Wendell Berry is an American writer. The author of more than 40 works of fiction, nonfiction, and poetry, he has been a farmer and environmental activist throughout his adult life, with stints in between as a university professor. The recipient of numerous awards, including Guggenheim, Rockefeller, and American Academy of Arts and Sciences fellowships, Wendell is the first living writer to be inducted into the Kentucky Writers Hall of Fame.
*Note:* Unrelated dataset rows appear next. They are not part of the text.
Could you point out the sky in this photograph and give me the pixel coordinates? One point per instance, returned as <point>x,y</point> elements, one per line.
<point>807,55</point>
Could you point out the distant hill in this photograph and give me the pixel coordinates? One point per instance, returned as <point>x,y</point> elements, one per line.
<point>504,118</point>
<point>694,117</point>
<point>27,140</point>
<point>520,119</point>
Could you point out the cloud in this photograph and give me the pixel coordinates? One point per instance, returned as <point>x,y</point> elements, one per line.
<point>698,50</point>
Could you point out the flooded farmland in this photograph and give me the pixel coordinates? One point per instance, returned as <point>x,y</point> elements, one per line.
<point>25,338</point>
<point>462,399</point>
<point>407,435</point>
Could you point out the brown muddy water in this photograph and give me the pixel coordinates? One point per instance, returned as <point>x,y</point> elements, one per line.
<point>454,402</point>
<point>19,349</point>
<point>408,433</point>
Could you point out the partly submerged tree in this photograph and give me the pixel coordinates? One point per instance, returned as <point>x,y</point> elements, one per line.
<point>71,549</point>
He lives and works with his wife on a farm in Port Royal, Kentucky. – Bruce M.
The Peace of Wild Things

When despair for the world grows in me
and I wake in the night at the least sound in fear of what my life and my children’s lives may be, I go and lie down where the wood drake
rests in his beauty on the water, and the great heron feeds.
I come into the peace of wild things who do not tax their lives with forethought
of grief.
I come into the presence of still water.
And I feel above me the day-blind stars
waiting with their light.
For a time I rest in the grace of the world, and am free.